Mrs. Dolly Gallagher Levi (Lisa Quoresimo), the lady who “arranges things” (like furniture and daffodils...and lives) has marched onto the stage of the Woodland Opera House and taken possession.
This production of the Jerry Herman/Michael Stewart musical based on the book by Thornton Wilder was directed by Cheryl Watson, with choreography by Staci Arriaga. Quoresimo gives Dolly energy and heart as she sets her cap for the curmudgeonly “half-millionaire” Horace Vandergelder (Steve Mackay) and in the process manages to pair up a few other couples as well.
Dolly is coming back to life after a period of widowhood and is searching for a “sign” from her previous husband Ephram that it’s OK to marry again.
Mackay is a low key misogynist who appears to want a replacement for his deceased wife only as someone who can clean the house. (“It takes a woman all powdered and pink / To joyously clean out the drain in the sink”)
At the same time he is determined to prevent his niece Ermengarde (Devon Hayakawa) from marrying the love of her life, Ambrose Kemper (Cameron Turner) because he feels the young artist will not be able to provide a steady living and that Ermengarde is too immature to be married.
Hayakawa’s character has very little to actually speak, but she whines beautifully. I have been impressed with Hayakawa whenever I’ve seen her on stage and she does not disappoint in this role which is perfect for her.
Vandergelder owns a hay and feed store and his two employees are chief clerk Cornelius Hackl (Eddie Voyce) and Barnaby Tucker (J. Hunter LaMar). Both are excellent, especially Voyce, who commands the stage whenever he is on it.
The two men, who have never left Yonkers, decide to blow up some tomato cans in the basement of Vandergelder’s store to make it uninhabitable for a day, and go off on an adventure in New York, while their boss is marching in the Fourteenth Street Association Parade. The thirty-three year old Cornelius vows not to come home again until he’s kissed a girl.

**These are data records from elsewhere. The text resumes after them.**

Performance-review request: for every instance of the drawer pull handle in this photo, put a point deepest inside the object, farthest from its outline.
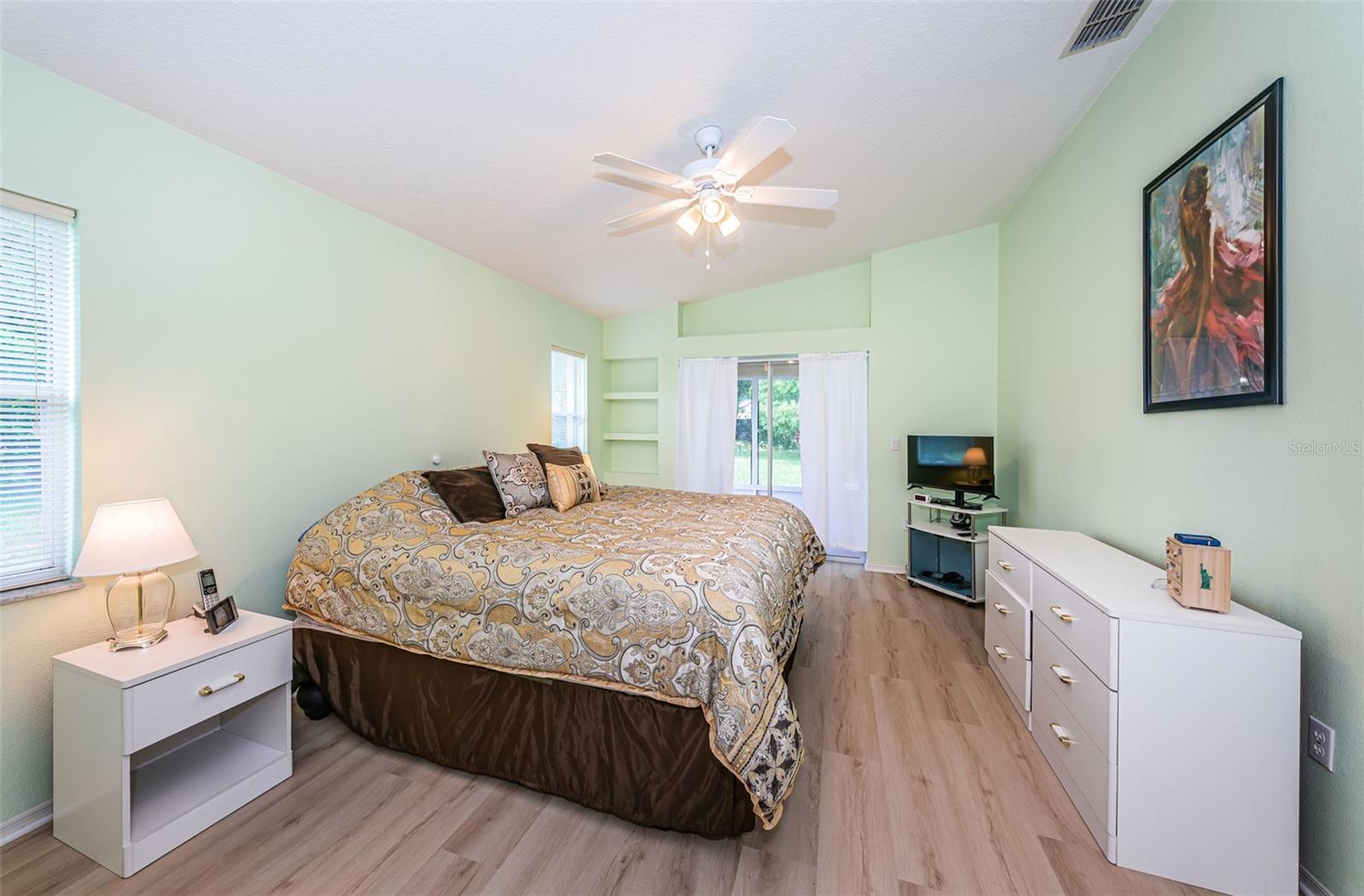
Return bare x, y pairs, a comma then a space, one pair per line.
220, 685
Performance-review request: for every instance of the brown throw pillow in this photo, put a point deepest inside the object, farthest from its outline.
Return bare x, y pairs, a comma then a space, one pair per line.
470, 493
572, 486
550, 454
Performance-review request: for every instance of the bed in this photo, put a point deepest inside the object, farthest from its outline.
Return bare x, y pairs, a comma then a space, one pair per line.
627, 654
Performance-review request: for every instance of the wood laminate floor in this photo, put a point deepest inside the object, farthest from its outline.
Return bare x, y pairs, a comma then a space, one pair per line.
918, 779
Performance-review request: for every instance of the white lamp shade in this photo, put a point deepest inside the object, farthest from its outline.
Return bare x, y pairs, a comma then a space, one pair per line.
133, 536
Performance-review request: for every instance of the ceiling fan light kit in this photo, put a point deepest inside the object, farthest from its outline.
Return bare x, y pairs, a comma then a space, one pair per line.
711, 184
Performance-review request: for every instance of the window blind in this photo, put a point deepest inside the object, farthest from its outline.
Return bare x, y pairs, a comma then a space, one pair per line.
38, 390
568, 398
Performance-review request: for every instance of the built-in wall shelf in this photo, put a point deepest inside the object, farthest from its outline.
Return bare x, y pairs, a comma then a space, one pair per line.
631, 436
631, 389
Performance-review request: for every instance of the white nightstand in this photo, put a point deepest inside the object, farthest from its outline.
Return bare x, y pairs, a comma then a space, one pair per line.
153, 746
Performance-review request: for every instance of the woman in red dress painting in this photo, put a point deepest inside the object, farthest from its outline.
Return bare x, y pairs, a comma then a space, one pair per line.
1207, 327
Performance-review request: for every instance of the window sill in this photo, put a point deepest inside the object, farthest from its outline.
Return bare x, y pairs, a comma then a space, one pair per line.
40, 591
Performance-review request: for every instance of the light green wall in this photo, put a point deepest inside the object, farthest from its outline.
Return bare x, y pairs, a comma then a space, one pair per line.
1071, 425
252, 350
800, 304
932, 347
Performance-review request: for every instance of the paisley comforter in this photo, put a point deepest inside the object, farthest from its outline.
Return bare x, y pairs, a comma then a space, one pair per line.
685, 598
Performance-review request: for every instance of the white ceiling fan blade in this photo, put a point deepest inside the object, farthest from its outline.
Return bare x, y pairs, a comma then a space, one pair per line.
789, 197
651, 213
640, 171
766, 138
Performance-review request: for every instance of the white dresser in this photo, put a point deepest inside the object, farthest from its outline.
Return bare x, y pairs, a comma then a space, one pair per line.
1175, 731
152, 746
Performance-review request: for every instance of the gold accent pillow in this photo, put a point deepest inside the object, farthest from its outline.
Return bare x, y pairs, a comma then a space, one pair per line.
572, 486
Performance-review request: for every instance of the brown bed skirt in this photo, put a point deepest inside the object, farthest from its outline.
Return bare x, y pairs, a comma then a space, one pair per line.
640, 759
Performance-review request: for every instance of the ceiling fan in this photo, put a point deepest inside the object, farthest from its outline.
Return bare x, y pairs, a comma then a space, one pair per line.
709, 184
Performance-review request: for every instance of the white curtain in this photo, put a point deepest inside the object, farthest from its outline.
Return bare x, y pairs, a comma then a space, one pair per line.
834, 448
708, 402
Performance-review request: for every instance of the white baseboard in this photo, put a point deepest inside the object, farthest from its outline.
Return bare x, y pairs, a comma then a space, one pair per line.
25, 821
1309, 886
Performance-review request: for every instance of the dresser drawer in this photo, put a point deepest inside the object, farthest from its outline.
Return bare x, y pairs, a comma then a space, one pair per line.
1009, 616
1009, 662
172, 702
1014, 569
1089, 777
1078, 623
1078, 689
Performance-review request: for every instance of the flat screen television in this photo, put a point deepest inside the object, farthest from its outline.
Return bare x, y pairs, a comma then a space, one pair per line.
959, 464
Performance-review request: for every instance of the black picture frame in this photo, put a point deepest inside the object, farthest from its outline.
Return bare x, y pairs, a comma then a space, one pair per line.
1272, 98
222, 616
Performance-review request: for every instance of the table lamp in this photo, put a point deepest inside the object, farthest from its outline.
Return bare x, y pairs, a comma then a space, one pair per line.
974, 460
131, 540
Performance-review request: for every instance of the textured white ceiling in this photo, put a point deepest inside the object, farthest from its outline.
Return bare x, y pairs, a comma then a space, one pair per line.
474, 124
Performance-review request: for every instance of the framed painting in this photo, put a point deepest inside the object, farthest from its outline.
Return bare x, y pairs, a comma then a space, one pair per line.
1213, 299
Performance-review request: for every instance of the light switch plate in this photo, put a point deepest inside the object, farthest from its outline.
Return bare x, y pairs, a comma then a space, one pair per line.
1321, 743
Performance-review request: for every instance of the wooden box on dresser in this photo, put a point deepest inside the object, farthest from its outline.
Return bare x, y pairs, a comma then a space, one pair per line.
1175, 731
152, 746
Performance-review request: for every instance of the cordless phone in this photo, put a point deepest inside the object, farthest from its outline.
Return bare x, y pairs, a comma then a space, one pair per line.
208, 589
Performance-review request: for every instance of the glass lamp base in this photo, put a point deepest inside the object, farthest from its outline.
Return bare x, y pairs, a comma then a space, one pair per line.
140, 606
136, 639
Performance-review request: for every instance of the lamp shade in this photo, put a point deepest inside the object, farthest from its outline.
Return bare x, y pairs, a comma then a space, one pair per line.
131, 536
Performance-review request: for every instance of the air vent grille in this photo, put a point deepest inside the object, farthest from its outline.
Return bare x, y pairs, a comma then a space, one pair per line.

“The girl” turns out to be Miss Irene Molloy (Dani Barnett) who runs a millenary shop with her clerk, Minnie Fay (Emily O’Flaherty). The women, convinced Cornelius and Barnaby are eccentric millionaires, spend the day with them. O’Flaherty, a 9th grader at Emerson Junior High, nicely balances a giggily young girl with a more mature woman in her performance. I would not have guessed that she was so young.
Mollie Smith is perfectly cast as Ernestina Money, the girl in the bizarre outfit, hired by Dolly to annoy Vandergelder and set him up for her own eventual conquest.
Most of Act 2 takes place at the Harmonia Gardens restaurant, “the fanciest place in New York.” The choreography for the waiters has always been one of the most memorable parts of “Hello Dolly” and this production is no exception. Head waiter Rudolph (Spencer Alexander) prepares his service crew for Dolly Levi's return: their usual lightning service, he tells them, must be "twice as lightning". The waiters in this production are up to the challenge and the “Waiters’ Gallop” is something to behold.
Dolly makes her entrance to the title song resplendent in a gorgeous sequined red gown. Kudos to costume designer Denise Miles.
The orchestra does well, under the capable hand of James Glica-Hernandez, and congratulations to the program people for getting (almost) all of their names in the program. (Sorry, strings!)
By now, “Hello, Dolly” is a beloved old war horse that is a sure fire audience pleaser, and the Woodland Opera House gives her all the respect that she deserves.